Il programma di ogni papa è dato dal Vangelo e dalla sua interpretazione così come si è configurata nella tradizione. L’ecumenismo di Jorge Mario Bergoglio si riallaccia all’incontro di Giovanni XXIII con Jules Isaac del 13 giugno 1960, che gli parlò della teologia del disprezzo e dell’antisemitismo. Giovanni XXIII conosceva la sofferenza degli ebrei da delegato apostolico a Istanbul, dove si era adoperato per la loro salvezza. Francesco riprende questa idea dell’incontro fraterno, che crea relazioni e aiuta a superare antichi steccati. Ne sono dimostrazione la visita a sorpresa alla Chiesa Evangelica della Riconciliazione a Caserta, o quella ai Valdesi, alla comunità Luterana a Roma, e gli incontri con patriarchi delle Chiese ortodosse o Antiche Chiese Orientali. È l’ecumenismo dell’incontro più che dei documenti: aiuta ad avvicinare spiritualmente guarendo antiche ferite e pregiudizi. Francesco, poi, desidera una Chiesa povera per i poveri. L’amore per gli “invisibili” e la loro inclusione nella comunità, nel rispetto delle differenze, si pone come una dimensione costitutiva dell’essere cristiano. Francesco porta a compimento un aspetto del vivere della Chiesa che diventa fondamentale per il suo stesso esistere e configurarsi come porta aperta a tutti, e particolarmente agli esclusi. La Chiesa nello smarrimento del mondo moderno, ha certezze da dare e splende come un faro nella notte, trasformandosi in fiaccola che va a portare luce nelle periferie geografiche ed esistenziali. La personalità dei papi, come di tutti, è complessa e non è mai di un colore solo. Benedetto XVI aveva portato alla Chiesa e al mondo la sua profonda preparazione teologica e di pensatore, cercando di condurre all’essenziale il messaggio evangelico, che talvolta sembra dissolversi nella cultura moderna.

Nella quarta enciclica di Francesco emerge, invece, tutta la pastoralità della sua azione nello sforzo del dialogo con il mondo moderno e anche con i lontani, che alle volte sembrano apprezzarlo più di alcuni più vicini o vicinissimi, che manifestano le stesse paure degli avversari di Gesù che frequentava pubblicani e stranieri e accettava gesti di venerazione da prostitute. Quella di Francesco si conferma una Chiesa che si preoccupa più degli altri che di se stessa. In dialogo prima di tutto con i fratelli separati.
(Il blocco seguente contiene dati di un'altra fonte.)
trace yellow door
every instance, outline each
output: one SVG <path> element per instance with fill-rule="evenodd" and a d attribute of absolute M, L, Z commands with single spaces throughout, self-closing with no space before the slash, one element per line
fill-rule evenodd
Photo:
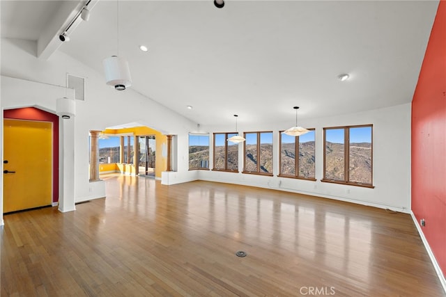
<path fill-rule="evenodd" d="M 3 120 L 3 212 L 50 205 L 52 124 Z"/>

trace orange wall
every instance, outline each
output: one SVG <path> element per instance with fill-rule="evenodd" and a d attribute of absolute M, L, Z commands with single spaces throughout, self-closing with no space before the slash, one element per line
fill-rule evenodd
<path fill-rule="evenodd" d="M 446 273 L 446 1 L 440 2 L 412 102 L 412 211 Z"/>

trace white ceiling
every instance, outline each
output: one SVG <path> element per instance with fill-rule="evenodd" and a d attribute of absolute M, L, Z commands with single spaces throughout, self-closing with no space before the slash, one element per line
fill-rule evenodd
<path fill-rule="evenodd" d="M 2 0 L 1 37 L 38 40 L 63 2 Z M 57 50 L 102 73 L 102 60 L 118 54 L 116 1 L 95 4 Z M 296 105 L 309 118 L 410 102 L 438 1 L 118 4 L 118 54 L 129 61 L 131 88 L 219 125 L 234 113 L 239 123 L 293 122 Z M 341 73 L 350 79 L 339 81 Z"/>

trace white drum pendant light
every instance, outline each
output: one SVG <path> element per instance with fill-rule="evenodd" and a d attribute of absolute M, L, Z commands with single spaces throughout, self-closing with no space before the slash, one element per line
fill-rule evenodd
<path fill-rule="evenodd" d="M 58 98 L 56 102 L 56 113 L 62 117 L 63 119 L 68 120 L 76 115 L 76 102 L 74 99 Z"/>
<path fill-rule="evenodd" d="M 290 136 L 299 136 L 305 134 L 305 133 L 309 132 L 309 130 L 302 128 L 300 126 L 298 126 L 298 109 L 299 109 L 299 106 L 294 106 L 293 108 L 295 110 L 295 126 L 292 127 L 282 133 L 289 135 Z"/>
<path fill-rule="evenodd" d="M 245 139 L 243 137 L 238 135 L 238 131 L 237 130 L 237 118 L 238 117 L 238 115 L 234 115 L 234 117 L 236 118 L 236 132 L 237 132 L 237 135 L 234 135 L 232 137 L 229 137 L 228 138 L 228 141 L 231 141 L 231 143 L 243 143 L 246 139 Z"/>
<path fill-rule="evenodd" d="M 130 70 L 127 60 L 117 56 L 112 56 L 104 59 L 103 64 L 107 85 L 114 86 L 118 90 L 125 90 L 125 88 L 132 86 Z"/>
<path fill-rule="evenodd" d="M 118 54 L 102 61 L 106 83 L 116 90 L 124 90 L 132 85 L 128 62 L 119 56 L 119 1 L 116 0 L 116 51 Z"/>

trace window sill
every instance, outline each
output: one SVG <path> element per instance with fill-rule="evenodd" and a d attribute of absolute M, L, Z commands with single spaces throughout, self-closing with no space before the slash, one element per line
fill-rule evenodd
<path fill-rule="evenodd" d="M 267 177 L 273 176 L 272 173 L 252 172 L 250 171 L 242 171 L 242 173 L 245 173 L 245 174 L 247 174 L 247 175 L 264 175 L 264 176 L 267 176 Z"/>
<path fill-rule="evenodd" d="M 238 170 L 229 170 L 227 169 L 213 169 L 212 171 L 219 171 L 219 172 L 233 172 L 233 173 L 238 173 Z"/>
<path fill-rule="evenodd" d="M 316 182 L 317 180 L 314 177 L 296 177 L 295 175 L 278 175 L 277 177 L 292 178 L 295 179 L 309 180 L 311 182 Z"/>
<path fill-rule="evenodd" d="M 372 186 L 371 184 L 360 184 L 355 182 L 340 182 L 332 179 L 321 179 L 322 182 L 329 182 L 331 184 L 345 184 L 346 186 L 361 186 L 362 188 L 374 188 L 375 186 Z"/>

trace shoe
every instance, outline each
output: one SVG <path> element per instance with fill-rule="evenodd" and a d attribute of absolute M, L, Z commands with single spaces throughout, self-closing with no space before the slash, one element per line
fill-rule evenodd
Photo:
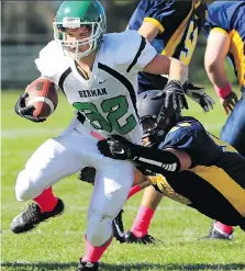
<path fill-rule="evenodd" d="M 157 244 L 157 242 L 163 242 L 163 241 L 148 234 L 143 237 L 136 237 L 132 232 L 127 230 L 125 234 L 125 242 L 147 245 L 147 244 Z"/>
<path fill-rule="evenodd" d="M 99 271 L 99 263 L 81 261 L 80 259 L 77 271 Z"/>
<path fill-rule="evenodd" d="M 231 234 L 224 234 L 224 233 L 218 230 L 214 227 L 214 224 L 212 224 L 209 235 L 201 237 L 200 239 L 232 240 L 234 238 L 233 232 L 234 230 L 232 229 Z"/>
<path fill-rule="evenodd" d="M 121 210 L 118 216 L 112 221 L 113 236 L 121 244 L 125 242 L 125 233 L 123 227 L 122 214 L 123 214 L 123 210 Z"/>
<path fill-rule="evenodd" d="M 23 234 L 35 228 L 41 222 L 62 215 L 65 211 L 65 205 L 60 199 L 56 207 L 52 212 L 41 213 L 40 206 L 36 203 L 29 205 L 27 210 L 15 216 L 11 223 L 11 230 L 14 234 Z"/>

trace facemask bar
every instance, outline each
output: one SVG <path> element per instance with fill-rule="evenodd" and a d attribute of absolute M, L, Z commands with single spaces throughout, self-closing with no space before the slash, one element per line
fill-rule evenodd
<path fill-rule="evenodd" d="M 70 56 L 75 59 L 80 59 L 82 57 L 88 56 L 92 50 L 98 47 L 98 41 L 102 38 L 102 34 L 104 33 L 104 27 L 102 27 L 102 20 L 100 22 L 81 22 L 80 26 L 87 25 L 90 26 L 90 35 L 87 38 L 77 39 L 77 41 L 66 41 L 67 27 L 63 26 L 63 23 L 54 22 L 54 38 L 62 45 L 63 52 L 66 56 Z M 71 27 L 70 27 L 71 29 Z M 88 45 L 89 48 L 85 52 L 79 52 L 79 47 L 82 45 Z"/>

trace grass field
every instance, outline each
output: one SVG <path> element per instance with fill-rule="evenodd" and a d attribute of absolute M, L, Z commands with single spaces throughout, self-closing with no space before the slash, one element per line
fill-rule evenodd
<path fill-rule="evenodd" d="M 25 235 L 10 232 L 12 218 L 27 205 L 16 202 L 14 197 L 18 172 L 41 143 L 66 127 L 73 114 L 73 109 L 60 94 L 58 109 L 47 122 L 27 122 L 13 113 L 19 94 L 2 92 L 1 270 L 75 271 L 83 252 L 87 206 L 92 190 L 89 184 L 78 181 L 77 176 L 54 187 L 55 193 L 66 203 L 64 215 L 43 223 Z M 188 114 L 201 120 L 210 132 L 219 135 L 226 117 L 219 104 L 208 114 L 192 102 Z M 124 207 L 126 228 L 132 224 L 140 200 L 141 193 Z M 198 240 L 208 234 L 210 223 L 198 212 L 164 200 L 151 226 L 151 234 L 164 244 L 142 246 L 113 241 L 102 258 L 102 270 L 245 270 L 245 234 L 237 228 L 233 241 Z"/>

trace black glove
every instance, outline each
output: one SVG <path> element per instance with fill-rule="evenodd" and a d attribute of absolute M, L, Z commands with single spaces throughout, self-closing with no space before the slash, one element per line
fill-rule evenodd
<path fill-rule="evenodd" d="M 215 101 L 204 92 L 202 87 L 196 87 L 187 81 L 183 84 L 183 91 L 190 99 L 200 104 L 204 112 L 213 110 Z"/>
<path fill-rule="evenodd" d="M 234 91 L 232 91 L 227 97 L 225 98 L 220 98 L 221 104 L 224 108 L 224 111 L 226 113 L 226 115 L 229 114 L 229 112 L 232 113 L 235 104 L 237 103 L 238 99 L 237 95 Z"/>
<path fill-rule="evenodd" d="M 100 153 L 116 160 L 133 159 L 133 143 L 119 135 L 112 135 L 97 144 Z"/>
<path fill-rule="evenodd" d="M 90 167 L 85 167 L 80 170 L 78 179 L 83 182 L 93 184 L 96 179 L 96 169 Z"/>
<path fill-rule="evenodd" d="M 33 111 L 35 110 L 35 108 L 33 105 L 25 105 L 25 99 L 29 97 L 27 92 L 24 92 L 24 94 L 22 94 L 19 100 L 16 101 L 15 105 L 14 105 L 14 112 L 20 115 L 21 117 L 25 117 L 32 122 L 45 122 L 46 118 L 42 117 L 35 117 L 33 116 Z"/>
<path fill-rule="evenodd" d="M 156 97 L 153 97 L 152 100 L 158 100 L 165 97 L 165 108 L 172 108 L 175 110 L 189 109 L 187 99 L 185 97 L 185 91 L 180 81 L 170 80 L 166 87 L 159 91 Z"/>

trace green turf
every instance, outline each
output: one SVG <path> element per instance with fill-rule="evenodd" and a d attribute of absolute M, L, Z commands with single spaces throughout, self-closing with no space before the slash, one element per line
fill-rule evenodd
<path fill-rule="evenodd" d="M 66 178 L 54 188 L 66 203 L 63 216 L 43 223 L 25 235 L 10 232 L 12 218 L 26 206 L 14 197 L 18 172 L 41 143 L 66 127 L 73 114 L 73 109 L 60 94 L 58 109 L 47 122 L 27 122 L 13 113 L 19 94 L 2 92 L 1 270 L 74 271 L 83 252 L 82 236 L 92 191 L 89 184 L 79 182 L 77 176 Z M 192 102 L 188 114 L 201 120 L 210 132 L 219 135 L 226 117 L 219 104 L 208 114 Z M 140 200 L 141 194 L 130 200 L 124 208 L 126 228 L 132 224 Z M 164 200 L 151 226 L 151 234 L 164 244 L 140 246 L 113 241 L 102 258 L 102 270 L 245 270 L 245 234 L 237 228 L 231 242 L 198 240 L 208 234 L 210 223 L 198 212 Z"/>

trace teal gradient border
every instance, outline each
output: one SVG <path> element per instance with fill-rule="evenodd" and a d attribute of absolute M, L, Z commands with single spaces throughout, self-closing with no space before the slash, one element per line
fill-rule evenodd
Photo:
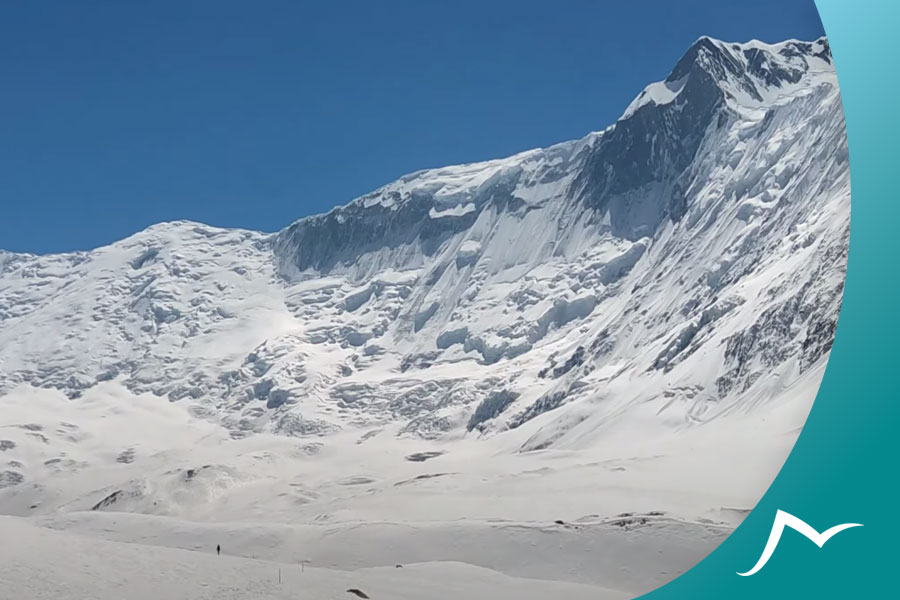
<path fill-rule="evenodd" d="M 850 149 L 850 258 L 831 358 L 803 432 L 756 508 L 705 560 L 645 598 L 900 597 L 900 0 L 816 5 Z M 759 558 L 777 509 L 818 531 L 864 526 L 821 549 L 787 529 L 759 573 L 738 576 Z"/>

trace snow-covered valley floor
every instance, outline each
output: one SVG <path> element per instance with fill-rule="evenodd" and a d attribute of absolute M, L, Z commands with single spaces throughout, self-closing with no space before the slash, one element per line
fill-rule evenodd
<path fill-rule="evenodd" d="M 602 131 L 279 232 L 0 251 L 0 600 L 670 581 L 812 406 L 848 156 L 827 40 L 704 37 Z"/>

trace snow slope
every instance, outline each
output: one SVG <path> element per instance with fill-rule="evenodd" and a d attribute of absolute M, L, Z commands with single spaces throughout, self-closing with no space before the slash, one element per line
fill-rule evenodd
<path fill-rule="evenodd" d="M 244 556 L 302 540 L 330 568 L 652 589 L 740 522 L 805 421 L 847 159 L 826 40 L 701 38 L 581 140 L 274 234 L 181 221 L 0 253 L 0 512 L 138 543 L 121 515 L 147 515 L 182 548 L 210 542 L 186 523 L 265 524 Z M 401 530 L 397 556 L 323 541 Z"/>

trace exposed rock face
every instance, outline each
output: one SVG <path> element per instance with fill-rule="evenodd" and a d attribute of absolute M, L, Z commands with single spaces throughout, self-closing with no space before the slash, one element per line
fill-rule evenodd
<path fill-rule="evenodd" d="M 701 38 L 601 132 L 272 235 L 0 253 L 0 394 L 117 382 L 233 437 L 526 427 L 538 449 L 675 396 L 702 423 L 827 358 L 849 207 L 827 41 Z"/>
Più che una novità è la continuazione, con la stessa tenacia, di tutto il movimento ecumenico iniziato sessant’anni fa. Ne è segno tangibile il cambio di atteggiamento e di linguaggio verso gli ebrei, verso le Chiese non cattoliche e anche verso i musulmani e i fedeli di altre religioni, riconoscendo “semi del Verbo”, cioè elementi di verità e di bontà, anche nella loro fede. Spiega Francesco in questa enciclica di pace scritta in tempo di guerra: “Basta guardare e ascoltare le donne anziane che sono prigioniere di questi conflitti devastanti. È straziante vederle piangere i nipoti uccisi”. Quindi scaricare la colpa sugli altri non risolve un dramma vergognoso ed è testimonianza di un mondo senza cuore”. Oggi tutto si compra e si paga e sembra che il senso stesso della dignità dipenda da cose che si ottengono con il potere del denaro. “Solo Cristo può liberarci da questa febbre in cui non c’è più spazio per un amore gratuito”, assicura il Papa, pacificatore dei cuori.